Minutes later, a man trudged up the hill towards me from around the next bend.  Out of the corner of my eye, I could see that he was middle-aged with a round stubbled face; he had a fishing vest pulled tight over his belly and a rod over his own shoulder.  I kept walking but avoided eye contact until the last minute, as is my admittedly ungracious habit.  I was prepared to give him nothing more than a courteous nod, mostly because the other locals with whom I had been sharing the creek bed all morning had seemed oblivious to me and my camera.  It was like we were in parallel universes and invisible to each other, these locals intent upon catching fish and me impatiently waiting for them to move out of my picture.  My only thought regarding the whole fishing thing was that I didn’t see the point.  After scrambling around the banks of this shallow creek for a couple of hours I had yet to observe a fish of any sort or size.

As he drew close, and I prepared to acknowledge him, he came to a complete stop facing me.  Caught off-guard, I gave him my full attention.

“Gettin’ any good pitchers?”

“Oh yes, earlier.  But now the light’s getting too bright.”

“What d’ya mean?  Wouldn’t some sunlight be good?”

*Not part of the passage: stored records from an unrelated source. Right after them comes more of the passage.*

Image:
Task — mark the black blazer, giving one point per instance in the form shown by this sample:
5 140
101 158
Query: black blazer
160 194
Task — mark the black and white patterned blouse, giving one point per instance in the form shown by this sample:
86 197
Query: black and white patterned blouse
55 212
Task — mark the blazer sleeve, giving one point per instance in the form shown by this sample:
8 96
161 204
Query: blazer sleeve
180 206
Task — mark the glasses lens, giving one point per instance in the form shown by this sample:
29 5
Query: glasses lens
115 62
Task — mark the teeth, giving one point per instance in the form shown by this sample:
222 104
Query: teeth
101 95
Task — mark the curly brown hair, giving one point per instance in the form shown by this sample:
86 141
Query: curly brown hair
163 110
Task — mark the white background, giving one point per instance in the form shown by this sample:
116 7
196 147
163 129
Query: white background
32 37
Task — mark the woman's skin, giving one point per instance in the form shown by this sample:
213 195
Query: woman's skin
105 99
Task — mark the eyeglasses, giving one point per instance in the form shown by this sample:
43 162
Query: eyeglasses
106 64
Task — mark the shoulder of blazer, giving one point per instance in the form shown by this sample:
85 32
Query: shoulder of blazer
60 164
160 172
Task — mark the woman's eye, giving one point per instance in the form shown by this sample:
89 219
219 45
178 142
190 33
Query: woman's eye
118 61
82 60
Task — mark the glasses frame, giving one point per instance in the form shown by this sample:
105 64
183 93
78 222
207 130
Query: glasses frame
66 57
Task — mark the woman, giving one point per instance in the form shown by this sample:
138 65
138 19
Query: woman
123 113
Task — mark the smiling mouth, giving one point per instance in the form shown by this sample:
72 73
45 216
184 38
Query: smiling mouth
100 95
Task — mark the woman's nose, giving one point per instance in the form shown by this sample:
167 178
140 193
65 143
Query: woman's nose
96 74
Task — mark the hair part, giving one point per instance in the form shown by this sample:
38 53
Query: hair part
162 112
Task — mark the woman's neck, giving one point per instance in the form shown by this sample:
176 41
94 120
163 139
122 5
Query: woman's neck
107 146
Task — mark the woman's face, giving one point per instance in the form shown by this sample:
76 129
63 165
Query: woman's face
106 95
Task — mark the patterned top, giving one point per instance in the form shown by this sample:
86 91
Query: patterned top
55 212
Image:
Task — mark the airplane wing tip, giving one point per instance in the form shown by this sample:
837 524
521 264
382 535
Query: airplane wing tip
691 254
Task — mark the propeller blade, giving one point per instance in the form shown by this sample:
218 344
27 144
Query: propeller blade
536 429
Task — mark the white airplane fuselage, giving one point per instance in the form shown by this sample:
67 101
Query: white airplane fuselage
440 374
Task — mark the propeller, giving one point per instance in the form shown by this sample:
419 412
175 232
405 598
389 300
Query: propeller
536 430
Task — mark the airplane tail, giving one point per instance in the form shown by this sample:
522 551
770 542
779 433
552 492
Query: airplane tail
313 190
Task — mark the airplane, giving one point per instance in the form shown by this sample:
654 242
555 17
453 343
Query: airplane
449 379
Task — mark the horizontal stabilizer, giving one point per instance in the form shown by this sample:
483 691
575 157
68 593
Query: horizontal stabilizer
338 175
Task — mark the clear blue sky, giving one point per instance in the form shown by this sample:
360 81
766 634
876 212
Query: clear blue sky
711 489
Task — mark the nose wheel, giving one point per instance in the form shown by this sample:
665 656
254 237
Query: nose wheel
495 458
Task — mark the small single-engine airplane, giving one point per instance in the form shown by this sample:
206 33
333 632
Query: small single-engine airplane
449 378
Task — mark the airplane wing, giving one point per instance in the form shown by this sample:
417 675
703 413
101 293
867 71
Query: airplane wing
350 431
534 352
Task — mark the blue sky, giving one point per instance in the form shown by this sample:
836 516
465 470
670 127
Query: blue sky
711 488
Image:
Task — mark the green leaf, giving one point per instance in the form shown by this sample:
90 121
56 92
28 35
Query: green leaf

I regrouped and briefly explained to him how soft light reduces harsh shadows and brings out color.

“You musta gone to school to learn that, huh?”  He was impressed; I found that funny.

“No school.  Just lots of practice.”  Brief silence.  He made no move to resume his climb up the hill, so I made an effort.  “What are you fishing for?”

“Trout”

I responded, idiotically, “I don’t see any trout in this creek.”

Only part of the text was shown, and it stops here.